An injunction can be useful as a first step. If the disclosing party discovers that the receiving party is planning to release the information, or has released some but not all of it, then an injunction can be a way to “nip it in the bud” before more damage is done. Once the damage has been done, then it will be necessary to sue the other party in order to claim compensation.
What Confidentiality Agreement format (email, letter, agreement) should I use?
The Legal123 Confidentiality Agreement template has four versions: email, letter, “one-way” agreement and “two-way” agreement. These different formats are provided for different stages of discussion and providing different levels of protection.
The Email template is a short, yet effective version of a Confidentiality Agreement that can be agreed by both parties in an email. It is not necessary for either person to sign it for it to be effective and create the confidential protection. Use it for preliminary discussions and to get moving quickly on discussions with an interested party.
The Letter template is a short, clear Confidentiality Agreement, designed to create the confidential protection but through a hard-copy paper format. Both parties must sign (or e-sign) the agreement.
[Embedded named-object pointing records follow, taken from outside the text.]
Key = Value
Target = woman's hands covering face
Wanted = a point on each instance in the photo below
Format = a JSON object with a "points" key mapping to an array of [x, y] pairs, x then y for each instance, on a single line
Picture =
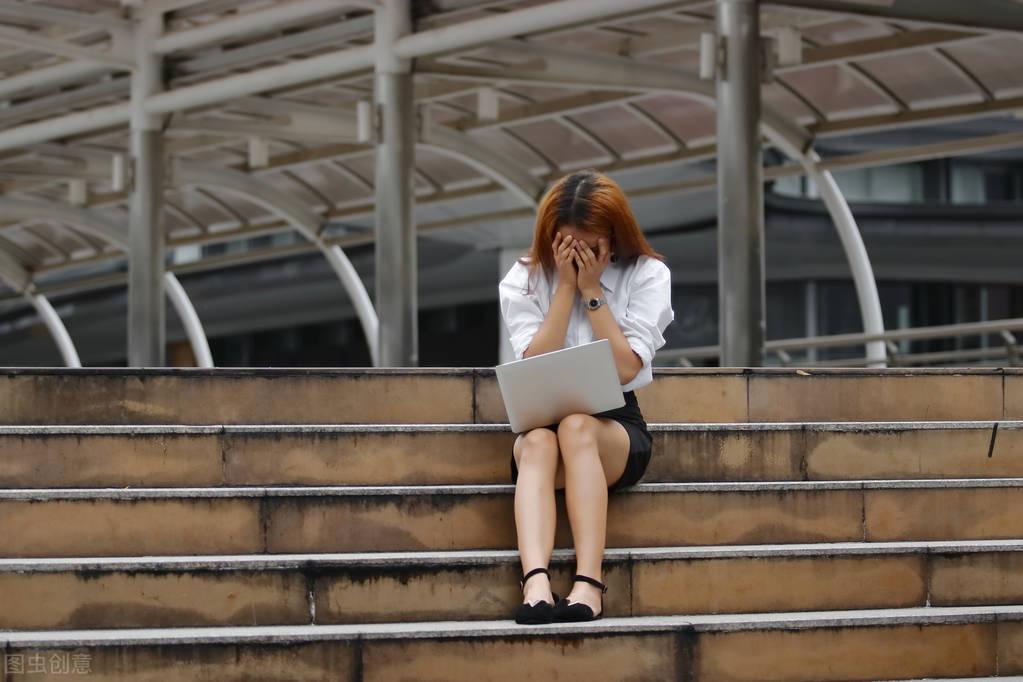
{"points": [[565, 260], [591, 265]]}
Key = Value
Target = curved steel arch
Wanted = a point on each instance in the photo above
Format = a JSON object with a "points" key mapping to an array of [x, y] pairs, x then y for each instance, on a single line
{"points": [[450, 142], [115, 231], [441, 139], [299, 217], [571, 67], [18, 278]]}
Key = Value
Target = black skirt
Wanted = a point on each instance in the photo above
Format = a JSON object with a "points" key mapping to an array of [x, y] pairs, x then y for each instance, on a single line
{"points": [[640, 441]]}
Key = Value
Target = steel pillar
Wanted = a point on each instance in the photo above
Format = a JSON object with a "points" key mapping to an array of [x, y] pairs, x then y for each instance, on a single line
{"points": [[741, 205], [396, 280], [146, 308]]}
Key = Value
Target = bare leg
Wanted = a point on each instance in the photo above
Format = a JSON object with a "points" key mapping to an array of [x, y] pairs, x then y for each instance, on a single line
{"points": [[594, 452], [536, 455]]}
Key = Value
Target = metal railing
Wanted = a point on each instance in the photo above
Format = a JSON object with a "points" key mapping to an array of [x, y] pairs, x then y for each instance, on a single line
{"points": [[1006, 351]]}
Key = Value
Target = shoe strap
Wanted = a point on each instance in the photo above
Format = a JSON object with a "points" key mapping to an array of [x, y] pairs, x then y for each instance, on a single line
{"points": [[594, 583], [522, 583]]}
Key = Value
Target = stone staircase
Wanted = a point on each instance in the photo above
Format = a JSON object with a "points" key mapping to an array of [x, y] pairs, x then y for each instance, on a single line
{"points": [[354, 525]]}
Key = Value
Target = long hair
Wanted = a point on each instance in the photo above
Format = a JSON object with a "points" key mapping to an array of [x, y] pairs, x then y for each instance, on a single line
{"points": [[591, 201]]}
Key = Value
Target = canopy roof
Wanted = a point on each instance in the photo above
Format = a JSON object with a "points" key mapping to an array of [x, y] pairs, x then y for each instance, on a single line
{"points": [[498, 120]]}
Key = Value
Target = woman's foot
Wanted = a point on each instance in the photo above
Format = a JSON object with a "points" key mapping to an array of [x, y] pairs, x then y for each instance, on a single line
{"points": [[539, 604], [538, 589], [584, 593]]}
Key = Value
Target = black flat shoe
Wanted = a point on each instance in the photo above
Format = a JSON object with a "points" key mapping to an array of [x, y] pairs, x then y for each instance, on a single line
{"points": [[564, 611], [538, 614]]}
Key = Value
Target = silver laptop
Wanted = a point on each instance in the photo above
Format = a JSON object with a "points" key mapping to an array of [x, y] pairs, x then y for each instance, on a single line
{"points": [[545, 389]]}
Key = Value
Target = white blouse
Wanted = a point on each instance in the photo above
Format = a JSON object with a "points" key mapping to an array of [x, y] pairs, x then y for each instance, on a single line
{"points": [[638, 296]]}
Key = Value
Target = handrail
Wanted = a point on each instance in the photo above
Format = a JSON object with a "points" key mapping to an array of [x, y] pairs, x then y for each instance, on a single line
{"points": [[1004, 328]]}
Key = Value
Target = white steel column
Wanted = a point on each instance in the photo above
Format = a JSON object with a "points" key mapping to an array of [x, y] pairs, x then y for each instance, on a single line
{"points": [[506, 258], [740, 186], [396, 280], [146, 309]]}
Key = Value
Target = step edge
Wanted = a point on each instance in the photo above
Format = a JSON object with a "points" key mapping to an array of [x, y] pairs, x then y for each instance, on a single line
{"points": [[458, 558], [490, 629], [128, 493]]}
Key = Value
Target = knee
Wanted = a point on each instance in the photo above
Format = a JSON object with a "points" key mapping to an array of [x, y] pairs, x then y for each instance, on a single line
{"points": [[577, 434], [538, 448]]}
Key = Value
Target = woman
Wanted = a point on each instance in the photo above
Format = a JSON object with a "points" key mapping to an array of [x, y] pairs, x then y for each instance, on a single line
{"points": [[590, 274]]}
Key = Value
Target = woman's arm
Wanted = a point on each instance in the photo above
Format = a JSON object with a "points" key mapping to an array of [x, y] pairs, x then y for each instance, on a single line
{"points": [[605, 326], [550, 335], [591, 266]]}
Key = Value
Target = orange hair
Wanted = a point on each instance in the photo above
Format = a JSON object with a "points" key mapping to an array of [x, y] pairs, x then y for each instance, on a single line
{"points": [[591, 201]]}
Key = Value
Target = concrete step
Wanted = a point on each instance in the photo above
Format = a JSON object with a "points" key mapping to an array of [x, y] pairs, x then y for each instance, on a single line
{"points": [[405, 587], [225, 396], [294, 519], [818, 646], [470, 454]]}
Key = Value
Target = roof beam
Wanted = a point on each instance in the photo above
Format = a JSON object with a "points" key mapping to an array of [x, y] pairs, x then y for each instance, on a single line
{"points": [[991, 15], [38, 43], [26, 10]]}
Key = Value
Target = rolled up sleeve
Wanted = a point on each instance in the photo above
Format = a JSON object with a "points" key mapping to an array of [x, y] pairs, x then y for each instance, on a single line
{"points": [[649, 311], [520, 309]]}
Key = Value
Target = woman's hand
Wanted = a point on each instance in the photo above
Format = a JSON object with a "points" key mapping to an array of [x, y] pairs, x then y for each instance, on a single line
{"points": [[591, 265], [565, 260]]}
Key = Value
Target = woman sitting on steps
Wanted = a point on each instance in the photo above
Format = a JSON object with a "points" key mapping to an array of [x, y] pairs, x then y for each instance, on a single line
{"points": [[589, 275]]}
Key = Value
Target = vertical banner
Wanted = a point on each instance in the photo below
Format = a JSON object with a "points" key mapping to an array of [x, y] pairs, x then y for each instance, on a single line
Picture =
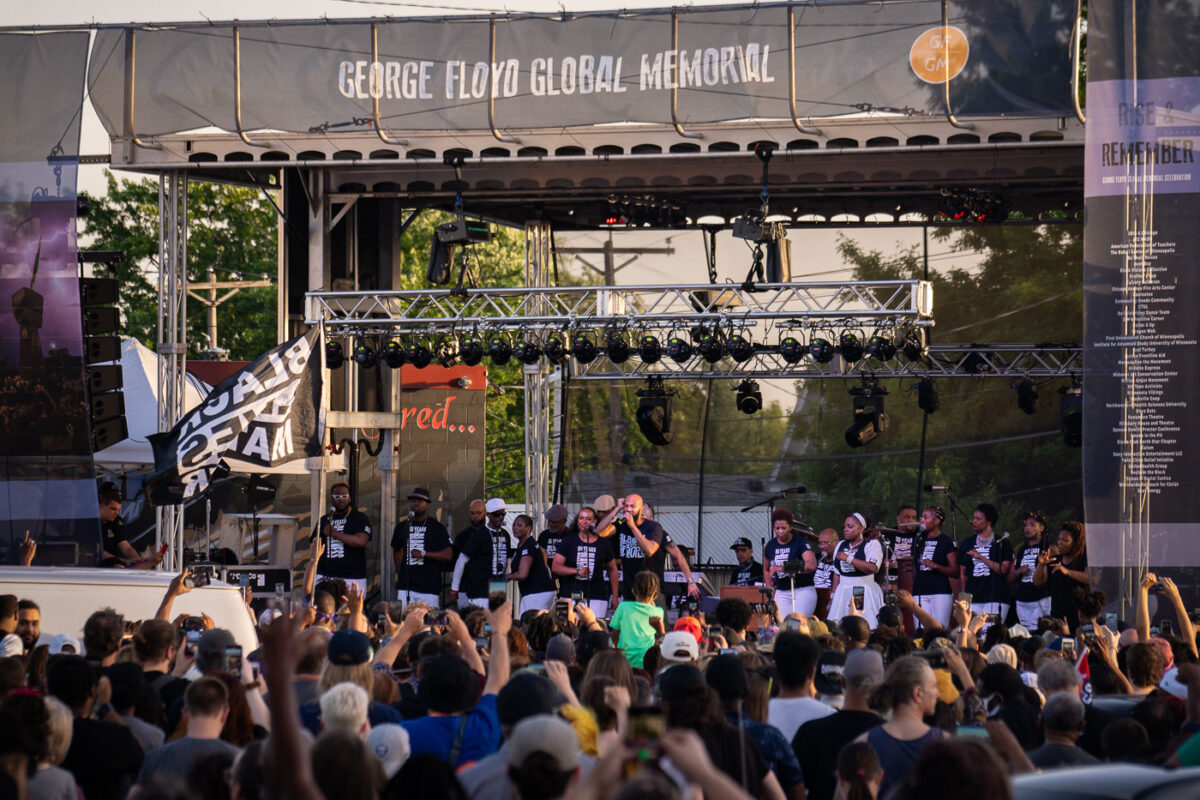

Use this format to emphasize the importance of your confidential information before signing a more formally agreed understanding.
The “One-Way” Agreement template is a more complete agreement where one person is giving confidential information to another and wants to ensure the information is further protected. Both persons are required to sign, agreeing to the terms.
The “Two-Way” Agreement template is also a more complete agreement but is used when both persons are providing confidential information to each other and they wish to ensure the information is further protected. Both persons are required to sign, agreeing to the terms.
During initial discussions you might want to start by using the Email template. Then as discussions progress you could be more formal and move to the Letter template. Then before final negotiations the “One-Way” or “Two-Way” forms of the agreement could be used.
Who should sign the Confidentiality Agreement?
The party disclosing the information and the party receiving the information should both sign the Confidentiality Agreement.
If either party is a company, however, then there will only be certain people who can sign on behalf of the company. It is important that the correct people sign, because if they do not then the company may not actually be bound by the Confidentiality Agreement.
The Corporations Act sets out the rules about who can sign on behalf of a company (usually two Directors or a Director and the Secretary). In addition, it is possible for the company to legally authorise other people to sign on behalf of the company, but this would need to be done by way of a Power of Attorney.
Generally speaking, a salesperson, office manager, receptionist or any other person working for the company is unlikely to have the legal authority to sign the agreement on behalf of the company. And if the wrong person signs the agreement then it will not be legally binding!
We hope you found this guide on How to Write a Confidentiality Agreement or NDA helpful.